Poor ol’ YouTube has very few tracks from these albums up; Spotify, however will help you out. But here’s a live track of Sonny blowing on “Salvador” that, if it speaks to you, should send you on to the rekkids I’ve rekkamended above.

Good to My Earhole: Listening Top 10, April 12 – April 18, 2014

I blew off the Drive-By Truckers, who were in town (the new one isn’t moving me yet). But it wasn’t all bad.

1) Lazy Lester: I’m a Lover Not a Fighter (Ace/Excello). God bless the Excello label and Jay Miller. The R&B, blues, and soul they released was distinctly country-flavored, with no small dose of Louisiana mixed in. The great Slim Harpo is their gold standard, but if you haven’t sampled Lester deeply, he’s callin’ your name. Drawling, behind the beat and taking his time, he waxed nearly as many memorable tunes as his label mate, prime among them “Sugar-Coated Love,” “I’m a Lover Not a Fighter,”  and “Take Me in Your Arms” (all here). He also backed numerous other Excello artists, and is still out there on the road.

2) Chuck Carbo: “Second Line on Monday” and “Meet Me With Your Black Drawers On”: Carbo was one of the finest and versatile but most underrated of NOLA’s r&b kings of the ’50s (when, primarily, he was the lead vocalist in The Spiders). My wife Nicole and I have been plotting a move to New Orleans (a surprise I am sure is not big to careful observers of these Top 10s), I’ve been reading Jeff “Almost Slim” Hannush‘s The Soul of New Orleans, and my research has happily turned up these two examples of Carbo’s longevity from the 1980s, when he put these songs on the permanent ‘OZ Mardi Gras playlist.

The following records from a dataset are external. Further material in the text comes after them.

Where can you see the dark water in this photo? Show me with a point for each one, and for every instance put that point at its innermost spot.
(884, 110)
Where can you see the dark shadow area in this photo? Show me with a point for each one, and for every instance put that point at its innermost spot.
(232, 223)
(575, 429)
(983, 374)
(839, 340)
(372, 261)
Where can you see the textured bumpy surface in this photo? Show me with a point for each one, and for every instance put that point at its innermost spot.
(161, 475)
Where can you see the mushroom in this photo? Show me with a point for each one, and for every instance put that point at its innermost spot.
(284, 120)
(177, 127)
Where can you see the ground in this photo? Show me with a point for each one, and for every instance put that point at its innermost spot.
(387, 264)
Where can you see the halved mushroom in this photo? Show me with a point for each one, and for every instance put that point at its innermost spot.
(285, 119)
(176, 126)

3) Khaira Arby: “La Liberty,” from Festival Au Desert: If you are a completely unabashed appreciator of beauty and passion in all musics, you NEED a chanteuse of Saharan desert blues sand-blasting through your speakers. Mariem Hassan would seem to rule the roost in this category, but this live track from one of Timbuktu’s last (pre-revolution) festivals shows Arby’s right on her heels. The whole rekkid’s amazing but hard to find; if you want to dip into the genre, a better starting point you cannot find.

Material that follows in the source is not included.